Weeks? No, not weeks. It would need to be at least two weeks to be weeks, plural. And it’s only been, like, eight days since U.S. Treasury Secretary Jack Lew and Secretary of State John Kerry returned from America’s annual bilateral meetings with Chinese government officials.
There was a lot to talk about –- China is beefing with American allies over territorial disputes at sea, and its military officers have been identified as suspects in industrial espionage against U.S. targets. But underlying the talks, as usual, was the topic of China’s weighted currency. By gobbling up U.S. treasuries, China can pump up the value of the U.S. dollar and slash the value of its currency (the yuan), essentially taxing American exports while subsidizing its own. And it works. America's trade deficit with China was $318 billion last year alone.
So, would China agree to let the yuan’s value rise to a market-oriented exchange rate?
"I could not be more clear with our Chinese counterparts on the need for them to step back from intervention and for them to move toward a market-determined exchange and to be much more transparent about their actions," said Lew just yesterday to a business conference. No word on whether any guffaws were elicited. Lew had returned from him trip to Beijing with no guarantees on the subject, but with promises of "more transparency." The Chinese government, the secretary reported, would be letting Washington know its thinking when it came to foreign-exchange operations.

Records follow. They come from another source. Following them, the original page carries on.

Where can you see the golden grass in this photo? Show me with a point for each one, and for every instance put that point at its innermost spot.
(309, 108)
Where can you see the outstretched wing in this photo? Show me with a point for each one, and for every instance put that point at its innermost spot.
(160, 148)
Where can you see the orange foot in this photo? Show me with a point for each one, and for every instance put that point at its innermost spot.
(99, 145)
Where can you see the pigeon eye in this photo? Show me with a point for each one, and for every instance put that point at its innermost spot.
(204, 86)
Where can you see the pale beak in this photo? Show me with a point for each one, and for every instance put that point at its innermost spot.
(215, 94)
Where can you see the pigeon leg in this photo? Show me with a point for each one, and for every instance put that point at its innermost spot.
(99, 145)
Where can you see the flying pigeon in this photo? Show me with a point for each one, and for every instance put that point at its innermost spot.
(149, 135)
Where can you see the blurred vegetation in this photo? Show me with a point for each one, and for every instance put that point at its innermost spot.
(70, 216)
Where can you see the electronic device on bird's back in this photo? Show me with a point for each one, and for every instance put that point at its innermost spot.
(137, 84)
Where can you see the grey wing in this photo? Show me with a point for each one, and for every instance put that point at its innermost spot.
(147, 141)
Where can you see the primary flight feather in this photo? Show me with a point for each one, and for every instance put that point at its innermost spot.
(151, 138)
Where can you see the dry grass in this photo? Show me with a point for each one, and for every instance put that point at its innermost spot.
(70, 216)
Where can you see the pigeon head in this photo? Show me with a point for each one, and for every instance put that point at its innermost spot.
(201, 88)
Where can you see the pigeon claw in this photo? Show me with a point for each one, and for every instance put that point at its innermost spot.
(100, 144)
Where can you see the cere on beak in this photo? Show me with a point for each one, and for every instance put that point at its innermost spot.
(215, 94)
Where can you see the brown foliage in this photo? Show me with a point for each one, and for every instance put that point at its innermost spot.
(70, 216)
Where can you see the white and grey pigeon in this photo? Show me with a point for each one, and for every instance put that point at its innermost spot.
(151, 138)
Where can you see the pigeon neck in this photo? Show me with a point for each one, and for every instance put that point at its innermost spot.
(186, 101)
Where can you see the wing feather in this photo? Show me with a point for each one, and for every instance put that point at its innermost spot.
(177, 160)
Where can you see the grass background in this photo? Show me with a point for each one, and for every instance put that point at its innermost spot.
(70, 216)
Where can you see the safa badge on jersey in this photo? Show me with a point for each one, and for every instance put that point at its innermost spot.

But that turned out to be a lot of noise. From the Wall Street Journal:
The Chinese government has increased its buying of U.S. Treasurys this year at the fastest pace since records began more than three decades ago, data released Wednesday show. The purchases help explain Treasurys' unexpectedly strong rally this year. The yield on the 10-year U.S. Treasury note has fallen to 2.54%, from 3% at the end of 2013. Yields fall as prices rise. The world's most-populous nation boosted its official holdings of Treasury debt maturing in more than a year by $107.21 billion in the first five months of 2014, according to the U.S. government data. The buying has been fueled by China's efforts to lift its export-driven economy by weakening its currency, the yuan, against the dollar, market analysts said, a strategy that encompasses hefty purchases of U.S. assets.
So much for promises and good intentions! Treasury’s strategy of gentle admonishments and occasional finger-wagging has resulted in bupkes. Might it be time for Congress to again take the lead on this issue?
It’s worked before. Even the threat of congressional action on currency has made the yuan move in the right direction. And though it's been a while since we've told you, a majority of this very Congress has said it wants a currency manipulation rule in the incomplete Trans-Pacific Partnership trade deal. I'd bet they'd agree that flagrant currency manipulation by America's chief trading partner and the world's second largest economy isn't very cool, either.